Asynchronous operation and krb5 dependencies

Greg Hudson ghudson at MIT.EDU
Fri Jun 3 12:01:12 EDT 2011


On Fri, 2011-06-03 at 11:31 -0400, Nico Williams wrote:
> I don't get the need for a wrapper library for async I/O -- libevent
> is such a library, and one can easily implement libevent-compatible
> wrappers around alternative event loops.  Or was that what you were
> proposing?

libevent is not, to my knowledge, an event loop wrapper library; it's an
event loop implementation with a number of internal back ends for event
signalling.  You can't tell libevent to forward operations (like adding
a read callback for a socket) to g_main_* or libdispatch or whatever.

Someone could write an libevent-ABI-compatible wrapper around g_main_*;
a number of libraries have done so.  But that's not enough.  Imagine
yourself in the role of operating system distributor, trying to package
all of the following components:

  libevent
  krb5
  an application using g_main_* and krb5
  an application using libevent and krb5
  an application using libdispatch and krb5

How do you get every application to use the (hypothetical, future)
asynchronous libkrb5 APIs such that they each register their callbacks
with the correct event loop?  That's what libverto is for.

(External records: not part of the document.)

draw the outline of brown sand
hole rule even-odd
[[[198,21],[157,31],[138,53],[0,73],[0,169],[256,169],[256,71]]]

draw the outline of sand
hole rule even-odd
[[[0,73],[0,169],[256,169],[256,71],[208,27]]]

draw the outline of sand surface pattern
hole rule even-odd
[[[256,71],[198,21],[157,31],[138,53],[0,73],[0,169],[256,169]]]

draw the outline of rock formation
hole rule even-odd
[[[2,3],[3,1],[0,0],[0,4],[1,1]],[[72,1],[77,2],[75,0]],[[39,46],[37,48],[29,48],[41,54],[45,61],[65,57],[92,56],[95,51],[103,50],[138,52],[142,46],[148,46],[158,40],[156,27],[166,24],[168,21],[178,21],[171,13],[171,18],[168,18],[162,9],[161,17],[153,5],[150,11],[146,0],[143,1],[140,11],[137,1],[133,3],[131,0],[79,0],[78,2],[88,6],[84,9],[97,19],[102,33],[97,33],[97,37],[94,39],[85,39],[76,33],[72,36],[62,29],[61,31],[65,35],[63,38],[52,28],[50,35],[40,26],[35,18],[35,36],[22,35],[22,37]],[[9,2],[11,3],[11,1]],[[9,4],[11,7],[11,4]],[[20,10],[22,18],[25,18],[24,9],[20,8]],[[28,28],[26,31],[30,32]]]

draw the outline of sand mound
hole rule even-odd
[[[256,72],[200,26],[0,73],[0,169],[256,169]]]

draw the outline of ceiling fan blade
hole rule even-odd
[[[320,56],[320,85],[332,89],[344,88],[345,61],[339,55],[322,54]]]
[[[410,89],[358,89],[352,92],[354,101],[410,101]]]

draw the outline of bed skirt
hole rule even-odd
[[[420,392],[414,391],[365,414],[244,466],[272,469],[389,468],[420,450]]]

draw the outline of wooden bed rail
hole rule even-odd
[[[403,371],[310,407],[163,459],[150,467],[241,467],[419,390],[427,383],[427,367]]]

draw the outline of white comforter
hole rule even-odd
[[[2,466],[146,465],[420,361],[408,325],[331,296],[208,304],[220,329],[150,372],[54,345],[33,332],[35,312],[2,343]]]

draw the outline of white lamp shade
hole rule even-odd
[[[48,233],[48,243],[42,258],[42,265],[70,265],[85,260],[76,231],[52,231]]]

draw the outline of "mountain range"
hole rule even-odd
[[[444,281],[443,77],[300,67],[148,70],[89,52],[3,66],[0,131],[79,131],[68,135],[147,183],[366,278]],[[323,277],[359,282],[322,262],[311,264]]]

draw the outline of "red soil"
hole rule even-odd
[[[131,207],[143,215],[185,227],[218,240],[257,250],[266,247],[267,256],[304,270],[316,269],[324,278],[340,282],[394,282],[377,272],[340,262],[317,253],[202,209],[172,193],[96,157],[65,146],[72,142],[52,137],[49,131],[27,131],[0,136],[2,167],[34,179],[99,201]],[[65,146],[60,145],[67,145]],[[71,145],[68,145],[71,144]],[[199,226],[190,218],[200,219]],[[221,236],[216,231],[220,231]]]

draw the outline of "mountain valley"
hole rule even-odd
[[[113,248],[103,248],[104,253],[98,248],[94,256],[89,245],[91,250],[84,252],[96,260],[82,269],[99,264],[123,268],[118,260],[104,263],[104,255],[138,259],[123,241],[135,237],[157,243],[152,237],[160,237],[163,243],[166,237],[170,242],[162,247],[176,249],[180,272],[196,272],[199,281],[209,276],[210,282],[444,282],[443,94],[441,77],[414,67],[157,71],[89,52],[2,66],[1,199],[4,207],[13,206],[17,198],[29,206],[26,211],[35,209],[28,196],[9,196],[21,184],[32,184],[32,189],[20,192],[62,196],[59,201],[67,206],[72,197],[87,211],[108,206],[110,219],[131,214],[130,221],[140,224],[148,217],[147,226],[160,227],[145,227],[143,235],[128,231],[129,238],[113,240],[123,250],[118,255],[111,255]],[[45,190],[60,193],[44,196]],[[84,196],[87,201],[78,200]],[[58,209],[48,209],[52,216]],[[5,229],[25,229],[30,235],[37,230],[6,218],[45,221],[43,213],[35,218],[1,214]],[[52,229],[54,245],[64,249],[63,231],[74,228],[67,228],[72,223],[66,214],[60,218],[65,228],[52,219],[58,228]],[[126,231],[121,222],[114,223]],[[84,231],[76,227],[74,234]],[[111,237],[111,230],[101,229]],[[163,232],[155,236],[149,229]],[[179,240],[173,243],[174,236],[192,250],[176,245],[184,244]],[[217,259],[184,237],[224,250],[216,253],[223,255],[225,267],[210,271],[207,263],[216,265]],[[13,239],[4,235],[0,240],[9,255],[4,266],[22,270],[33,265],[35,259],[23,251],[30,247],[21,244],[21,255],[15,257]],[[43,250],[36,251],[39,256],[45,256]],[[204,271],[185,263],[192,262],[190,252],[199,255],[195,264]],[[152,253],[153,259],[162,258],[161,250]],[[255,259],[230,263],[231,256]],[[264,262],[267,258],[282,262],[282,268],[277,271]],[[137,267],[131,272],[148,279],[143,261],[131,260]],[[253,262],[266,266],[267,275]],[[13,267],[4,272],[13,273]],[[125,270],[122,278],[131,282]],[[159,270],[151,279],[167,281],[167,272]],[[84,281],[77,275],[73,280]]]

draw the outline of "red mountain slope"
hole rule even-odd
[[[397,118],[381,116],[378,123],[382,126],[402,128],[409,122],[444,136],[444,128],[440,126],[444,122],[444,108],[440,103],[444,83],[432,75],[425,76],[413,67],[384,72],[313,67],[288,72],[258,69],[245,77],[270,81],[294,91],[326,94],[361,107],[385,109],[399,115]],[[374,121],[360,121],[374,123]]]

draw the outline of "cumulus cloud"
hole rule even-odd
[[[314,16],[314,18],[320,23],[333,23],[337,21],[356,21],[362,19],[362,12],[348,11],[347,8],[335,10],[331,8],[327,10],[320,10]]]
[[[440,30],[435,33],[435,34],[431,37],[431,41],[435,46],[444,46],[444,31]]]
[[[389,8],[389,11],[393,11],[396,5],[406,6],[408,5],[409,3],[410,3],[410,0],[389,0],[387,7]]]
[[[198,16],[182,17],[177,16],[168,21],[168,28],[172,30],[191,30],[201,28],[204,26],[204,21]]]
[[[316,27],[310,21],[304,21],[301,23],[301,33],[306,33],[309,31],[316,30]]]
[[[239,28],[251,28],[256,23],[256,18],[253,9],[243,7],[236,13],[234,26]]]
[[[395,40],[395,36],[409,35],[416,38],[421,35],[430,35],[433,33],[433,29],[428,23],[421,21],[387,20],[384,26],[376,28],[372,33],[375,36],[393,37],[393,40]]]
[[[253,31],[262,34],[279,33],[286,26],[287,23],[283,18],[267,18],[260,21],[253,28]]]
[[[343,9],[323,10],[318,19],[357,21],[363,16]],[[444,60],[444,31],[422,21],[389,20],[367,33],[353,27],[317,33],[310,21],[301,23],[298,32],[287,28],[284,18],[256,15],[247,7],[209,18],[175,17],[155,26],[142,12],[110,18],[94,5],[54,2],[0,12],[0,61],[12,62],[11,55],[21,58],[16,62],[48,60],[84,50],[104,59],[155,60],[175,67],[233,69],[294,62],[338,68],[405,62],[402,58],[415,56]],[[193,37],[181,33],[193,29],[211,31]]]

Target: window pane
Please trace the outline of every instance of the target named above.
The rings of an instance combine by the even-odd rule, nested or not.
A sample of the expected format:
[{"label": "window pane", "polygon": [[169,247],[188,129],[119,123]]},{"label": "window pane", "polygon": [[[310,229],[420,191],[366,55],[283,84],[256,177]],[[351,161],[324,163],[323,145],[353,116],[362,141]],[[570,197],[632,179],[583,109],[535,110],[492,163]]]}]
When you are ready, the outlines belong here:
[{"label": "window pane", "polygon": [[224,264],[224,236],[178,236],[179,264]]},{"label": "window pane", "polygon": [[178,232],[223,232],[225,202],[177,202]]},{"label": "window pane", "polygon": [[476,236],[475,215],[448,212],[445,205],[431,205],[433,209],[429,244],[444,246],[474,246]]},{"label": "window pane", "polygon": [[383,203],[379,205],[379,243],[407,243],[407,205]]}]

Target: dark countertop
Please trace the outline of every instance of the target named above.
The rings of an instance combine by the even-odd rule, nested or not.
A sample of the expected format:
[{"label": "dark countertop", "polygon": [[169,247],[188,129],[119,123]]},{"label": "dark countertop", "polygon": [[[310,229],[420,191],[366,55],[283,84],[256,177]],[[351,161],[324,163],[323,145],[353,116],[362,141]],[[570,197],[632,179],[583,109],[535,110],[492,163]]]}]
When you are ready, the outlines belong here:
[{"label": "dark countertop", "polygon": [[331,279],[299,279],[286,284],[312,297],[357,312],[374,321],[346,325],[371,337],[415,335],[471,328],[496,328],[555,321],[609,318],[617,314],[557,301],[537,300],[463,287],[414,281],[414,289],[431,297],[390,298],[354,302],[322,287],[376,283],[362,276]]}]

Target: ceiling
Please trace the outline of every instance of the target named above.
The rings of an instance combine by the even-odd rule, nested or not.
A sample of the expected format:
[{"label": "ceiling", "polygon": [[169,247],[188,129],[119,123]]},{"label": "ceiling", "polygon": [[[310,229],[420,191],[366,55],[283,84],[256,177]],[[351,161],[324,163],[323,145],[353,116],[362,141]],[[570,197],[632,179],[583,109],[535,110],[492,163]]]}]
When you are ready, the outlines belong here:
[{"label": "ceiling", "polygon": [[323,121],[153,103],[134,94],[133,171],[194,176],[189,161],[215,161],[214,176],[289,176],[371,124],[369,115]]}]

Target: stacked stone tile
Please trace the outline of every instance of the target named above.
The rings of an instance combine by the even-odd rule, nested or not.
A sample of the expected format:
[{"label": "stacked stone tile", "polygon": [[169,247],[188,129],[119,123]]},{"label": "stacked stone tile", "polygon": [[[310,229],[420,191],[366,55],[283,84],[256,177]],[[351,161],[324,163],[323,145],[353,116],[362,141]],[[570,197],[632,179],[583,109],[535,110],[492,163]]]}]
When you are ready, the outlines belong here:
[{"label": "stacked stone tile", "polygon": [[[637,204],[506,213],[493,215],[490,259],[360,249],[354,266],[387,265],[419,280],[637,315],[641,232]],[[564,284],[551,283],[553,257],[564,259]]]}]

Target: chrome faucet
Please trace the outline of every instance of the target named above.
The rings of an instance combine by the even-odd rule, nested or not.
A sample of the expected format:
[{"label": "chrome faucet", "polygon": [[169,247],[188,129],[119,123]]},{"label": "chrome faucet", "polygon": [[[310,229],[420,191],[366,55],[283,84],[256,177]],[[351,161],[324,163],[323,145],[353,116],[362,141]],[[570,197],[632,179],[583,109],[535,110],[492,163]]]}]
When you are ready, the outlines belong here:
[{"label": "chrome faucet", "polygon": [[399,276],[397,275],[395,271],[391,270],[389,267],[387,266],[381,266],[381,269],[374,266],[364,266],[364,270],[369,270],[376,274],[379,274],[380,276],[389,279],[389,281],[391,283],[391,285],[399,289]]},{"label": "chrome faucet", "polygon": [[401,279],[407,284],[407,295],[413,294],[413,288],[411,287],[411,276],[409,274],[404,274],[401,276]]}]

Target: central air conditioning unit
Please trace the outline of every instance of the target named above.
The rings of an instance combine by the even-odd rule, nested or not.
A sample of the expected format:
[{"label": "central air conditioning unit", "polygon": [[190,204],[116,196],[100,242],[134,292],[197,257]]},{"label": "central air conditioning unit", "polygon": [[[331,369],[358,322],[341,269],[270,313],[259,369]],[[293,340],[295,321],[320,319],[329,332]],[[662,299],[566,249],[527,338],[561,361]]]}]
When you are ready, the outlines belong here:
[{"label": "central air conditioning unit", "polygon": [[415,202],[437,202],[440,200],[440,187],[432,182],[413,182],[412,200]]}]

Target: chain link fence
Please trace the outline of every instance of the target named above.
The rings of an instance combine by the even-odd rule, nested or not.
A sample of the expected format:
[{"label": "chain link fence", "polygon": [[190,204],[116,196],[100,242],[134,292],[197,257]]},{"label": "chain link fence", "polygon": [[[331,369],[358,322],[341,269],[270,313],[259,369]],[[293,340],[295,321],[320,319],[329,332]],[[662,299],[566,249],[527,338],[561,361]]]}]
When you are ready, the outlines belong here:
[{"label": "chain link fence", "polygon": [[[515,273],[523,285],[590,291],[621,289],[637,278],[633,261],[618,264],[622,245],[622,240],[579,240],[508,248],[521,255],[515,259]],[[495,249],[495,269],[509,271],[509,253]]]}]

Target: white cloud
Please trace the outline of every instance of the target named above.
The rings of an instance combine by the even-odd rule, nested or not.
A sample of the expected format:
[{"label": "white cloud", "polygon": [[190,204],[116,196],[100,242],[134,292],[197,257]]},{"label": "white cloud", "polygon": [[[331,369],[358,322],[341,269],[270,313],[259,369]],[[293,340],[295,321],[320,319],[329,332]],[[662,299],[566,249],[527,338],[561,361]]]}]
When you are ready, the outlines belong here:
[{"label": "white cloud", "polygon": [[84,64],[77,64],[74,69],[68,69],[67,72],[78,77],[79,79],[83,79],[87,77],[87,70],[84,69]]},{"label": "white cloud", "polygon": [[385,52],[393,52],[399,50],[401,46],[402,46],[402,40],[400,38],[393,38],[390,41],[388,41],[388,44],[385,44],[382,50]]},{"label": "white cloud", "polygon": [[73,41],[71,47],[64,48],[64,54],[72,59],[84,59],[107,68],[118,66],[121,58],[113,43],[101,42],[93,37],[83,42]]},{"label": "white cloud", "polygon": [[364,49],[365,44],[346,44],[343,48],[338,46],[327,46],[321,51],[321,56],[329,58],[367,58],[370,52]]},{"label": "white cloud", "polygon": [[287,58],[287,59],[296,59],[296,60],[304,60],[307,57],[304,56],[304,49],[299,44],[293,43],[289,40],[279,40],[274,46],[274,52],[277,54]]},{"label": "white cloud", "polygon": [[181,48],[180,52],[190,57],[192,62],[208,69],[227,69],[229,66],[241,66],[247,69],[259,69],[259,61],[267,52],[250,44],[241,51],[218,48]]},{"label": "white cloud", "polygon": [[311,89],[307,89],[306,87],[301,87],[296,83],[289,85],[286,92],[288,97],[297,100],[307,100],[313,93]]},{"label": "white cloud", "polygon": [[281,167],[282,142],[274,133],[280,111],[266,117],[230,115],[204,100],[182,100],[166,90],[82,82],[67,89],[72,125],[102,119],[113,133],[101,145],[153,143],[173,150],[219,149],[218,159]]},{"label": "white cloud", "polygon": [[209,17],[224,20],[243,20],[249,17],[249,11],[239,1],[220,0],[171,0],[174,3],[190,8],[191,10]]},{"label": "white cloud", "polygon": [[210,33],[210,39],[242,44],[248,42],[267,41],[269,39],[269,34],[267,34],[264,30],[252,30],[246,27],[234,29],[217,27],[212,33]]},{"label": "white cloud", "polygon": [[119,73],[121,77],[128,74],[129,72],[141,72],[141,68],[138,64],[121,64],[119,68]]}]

The situation we're in right now with asynchronous programming is
similar to how things were before the system pthreads library was the
obvious and only answer to programming with threads under Unix.  If you
used a library in an application, it wasn't enough for the library to be
using just any threads implementation; it had to be using the same one
as you were.  I don't think krb5 ever made run-time allowances for using
different threading primitives, but it wasn't unheard of; you can see
goop like that in OpenSSL, for instance.